Coetâneo da emergência do corpo na cultura, na esfera das artes naquele instante, Régis Hotel se faz hospedeiro de uma espécie de composto conceptual observável em performers de suas próprias presenças no ato da criação e dos dimensionamentos obtidos pela imagem – pelas imagens da arte –, como praticaram Vito Acconci e Dan Graham através de peças fotográficas/videográficas em torno de suas anatomias e dos espaços ocupados por suas figurações físicas em diversos habitats, suportes e geografias (a cidade novaiorquina, sobretudo). Se, por um lado, Régis mantém ativo o foco experimental, não o aparta, numa outra ponta do seu projeto, daquela ressonância, já comentada, de rumorologia, do scratch deliberado de limites entre e a autoria e a pregnância da inscrição, da exscrição pensada por Jean-Luc Nancy – escrita expropriativa, sem fundamento na remissão, não ancorada no destinatário, sem preparação prévia nem meta culturalizada, codificada (blur no plano das visibilidades; estática nas camadas de sonorização). “a verdadeira/linguagem cifrada/é a dos homens-escada/que sobem na vida/sem dizer nada” (“Sem título (2)”); “eExXpPeErRiImMeEnNtTeE/oO aAbBsSuUrRdDoO sSoOmM/dDeE uUmMaA cCiIdDaAdDe (“Sem titulo (3)”).

Quanto mais emerge a exteriorização dos protocolos do museu das formas e das formulações em que se sedimenta a linha enunciativa do poema, mais a recorrência ao readymade será extraída de uma combinatória alea, não encontrando sustentação tão somente no objeto industrial, e, sim, num campo disperso de propagação, de baralhamento de planos, em que a objetualidade se revolve, ao refazer a subjetividade, a corporalidade, com toda uma tópica/topologia superficialmente exilada do escrito.

Torna-se a sonda da linguagem simultânea às inquirições do corpo e seu corpus. Uma esfera implicada, investigativa, integra a literatura como sistema de informação (como concebe o semioticista dos media, Friedrich Kittler) nada infensa aos domínios de outras linguagens assim como de seus impactos e inter-relações culturais, experienciais, produzidos em um diversificado espaço de referência e ressonância no que diz respeito às suas modulações de sonoridade, imagem e pensamento (tais como apreendidas, de modo seminal, sempre influente, por Ezra Pound).

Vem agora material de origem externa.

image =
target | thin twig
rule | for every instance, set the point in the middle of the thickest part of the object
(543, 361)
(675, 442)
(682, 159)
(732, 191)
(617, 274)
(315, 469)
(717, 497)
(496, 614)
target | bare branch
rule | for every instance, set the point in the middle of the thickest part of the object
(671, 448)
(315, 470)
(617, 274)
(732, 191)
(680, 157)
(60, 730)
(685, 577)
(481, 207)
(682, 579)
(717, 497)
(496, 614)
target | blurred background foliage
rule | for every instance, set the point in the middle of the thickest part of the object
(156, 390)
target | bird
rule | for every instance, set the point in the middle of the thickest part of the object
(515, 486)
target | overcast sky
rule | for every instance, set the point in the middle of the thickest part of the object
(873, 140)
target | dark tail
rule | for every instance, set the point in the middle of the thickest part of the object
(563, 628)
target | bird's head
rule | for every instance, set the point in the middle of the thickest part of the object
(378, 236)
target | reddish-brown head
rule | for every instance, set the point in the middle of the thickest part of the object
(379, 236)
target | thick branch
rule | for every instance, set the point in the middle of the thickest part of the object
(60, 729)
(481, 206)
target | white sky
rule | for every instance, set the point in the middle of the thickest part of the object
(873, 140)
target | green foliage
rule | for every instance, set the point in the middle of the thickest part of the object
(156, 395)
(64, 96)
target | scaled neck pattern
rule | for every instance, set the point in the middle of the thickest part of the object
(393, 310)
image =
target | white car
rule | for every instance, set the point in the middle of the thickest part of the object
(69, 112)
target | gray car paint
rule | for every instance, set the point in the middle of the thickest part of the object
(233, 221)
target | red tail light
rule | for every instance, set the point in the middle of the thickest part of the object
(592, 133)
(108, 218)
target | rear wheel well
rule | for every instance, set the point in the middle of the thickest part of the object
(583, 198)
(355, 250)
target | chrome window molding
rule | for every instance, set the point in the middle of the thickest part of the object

Ron Silliman iria sublinhar, num ensaio publicado em 1998[1] , a inviabilidade de uma perspectiva unidimensional na poética contemporânea, seja na ênfase à textualização seja na presentificação do autor, como ele observa na prática testemunhal das leituras correntes da slam poetry, feitas na “batida” pretensamente comunicacional e direta da palavra ao vivo, à altura do vivido. Na outra margem, a compreensão de um uso puro da linguagem, autonomizado do persona-show contido no gesto genuinamente autoral, não se mantém na pulsação de uma historicidade capaz de esquadrinhar a projetada impessoalidade do escrito – da linguagem desenrolada em torno de si, no interior de um livro. Tal processo se faz legível no momento de Régis Hotel e de tudo que já se prefigura, aí, no itinerário de Régis Bonvicino, numa legítima passagem de época (no encaminhamento da gradual democracia da nação, em sincronia com uma gritante inserção contemporânea buscada pelas poéticas daquele período, inclusive nos domínios do Concretismo, tendo-se em mira a consciência pós-utópica da militância-vanguarda por parte de Haroldo de Campos).

Em sintonia com a elipse aural, conjuntamente ocorrida em volta do texto e do autor, como bem estuda Nick Piombino[2] , o estudo de Silliman expõe a linguagem ao plano das conjunções/conjugações trabalhadas pelo poema de modo integral, não englobante. Uma vez que os processos sensitivos, sensoriais, se recriam na escrita precisamente através da marcação de uma fronteira, do ponto em que se dá a falha de uma única, predominante, dimensão, o conjunto sônico-visivo-intelectivo se torna um objeto transicional (com base nos textos de Winnicott), produtor de aura através da elipse de cada um dos sentidos presentificados no poema, em relação suplementar, um em extensão ao outro. A criação de poesia passa a se dar, dentro dessa compreensão, para além da acepção monovalente de um programa (seja em nome da linguagem, seja em nome da experiência do poeta). Som, visão e pensamento se extraem de uma ambiência múltipla, pluralmente intrincada, interligada, em um “holding environment”, sublinha Piombino tendo como base as investigações de Winnicott.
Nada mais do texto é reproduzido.